人間が人間として自然に生きることを考えています

祖父の老い

来月90歳になる祖父が、今月でやっと車の免許を返納する。

ここ3年ほどで、ぐっと老いた。もういつ亡くなっても驚かないし、悲しみや寂しさもそこまでではないと思う。自然なことだから。

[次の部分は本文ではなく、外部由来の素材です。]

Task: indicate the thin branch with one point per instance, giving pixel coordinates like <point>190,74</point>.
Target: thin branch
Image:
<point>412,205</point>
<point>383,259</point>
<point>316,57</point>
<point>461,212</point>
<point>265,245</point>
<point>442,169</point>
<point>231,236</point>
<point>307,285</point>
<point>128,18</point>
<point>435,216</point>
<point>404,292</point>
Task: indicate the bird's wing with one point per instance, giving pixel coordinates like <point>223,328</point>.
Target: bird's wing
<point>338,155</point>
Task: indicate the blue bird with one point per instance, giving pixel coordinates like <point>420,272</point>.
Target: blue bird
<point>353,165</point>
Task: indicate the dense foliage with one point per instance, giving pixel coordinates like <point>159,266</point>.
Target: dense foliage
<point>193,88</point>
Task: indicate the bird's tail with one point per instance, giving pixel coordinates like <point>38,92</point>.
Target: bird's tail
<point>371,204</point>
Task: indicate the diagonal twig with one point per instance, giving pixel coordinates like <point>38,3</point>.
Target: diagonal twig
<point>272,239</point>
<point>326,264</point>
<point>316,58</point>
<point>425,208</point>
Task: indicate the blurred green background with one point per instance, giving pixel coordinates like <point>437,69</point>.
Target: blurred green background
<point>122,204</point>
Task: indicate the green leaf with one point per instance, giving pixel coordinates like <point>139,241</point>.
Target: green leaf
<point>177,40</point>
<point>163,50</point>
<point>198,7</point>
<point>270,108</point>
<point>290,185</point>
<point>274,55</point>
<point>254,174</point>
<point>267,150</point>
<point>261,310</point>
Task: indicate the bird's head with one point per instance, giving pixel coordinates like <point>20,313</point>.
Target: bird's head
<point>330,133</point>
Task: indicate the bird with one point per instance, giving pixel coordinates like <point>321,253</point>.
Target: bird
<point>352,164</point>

本人は若い頃から頑固で信念が強くて、車を手放してもらうのにもかなり時間と労力がかかったけど、さすがに自分でも分かってきてるんだと思う。車に乗らなくなると途端に弱る、ボケが進む、とよく聞くので、ある程度の覚悟はしている。バリバリだった祖父も、そろそろなんだ。

まぁ、仕方ないわなぁ。ほんとに。


死ってなんだとか、人や物への執着ってなんだとか、孤独ってなんだとか自分ってなんだとか、普段から色々と哲学的に考えていたら、身近な人の死もかなり寛容に受け入れられるようになった。もちろん、その時がきたら泣いてしまうとは思うんだけど、残酷なほどあっさりと喪失感を拭えてしまう気がする。


って、祖父がいつまで生きるか分かんないのに、勝手に余命短いことにしちゃってるけど。

もちろん3年、5年、10年、と長生きしてくれたら嬉しいけど、「死ぬまで元気でいたい」と気丈に振る舞っている人が、弱って情けなさそうにしてるのはあまり見たくない。祖父らしく、コロリと逝ってほしいな。「もう俺はダメだ、生きててもしゃあない、じゃあな。」って感じで。

本人が幸せならそれでいい。無責任な「いつまでも長生きしてね」は言いたくない。


車を奪われてしまった祖父のために、他にできることはなるべくしてあげたいと思う。何ができるか考えているところ。

スマホタブレットに憧れはあるようなので、扱えるようにしてあげたいな。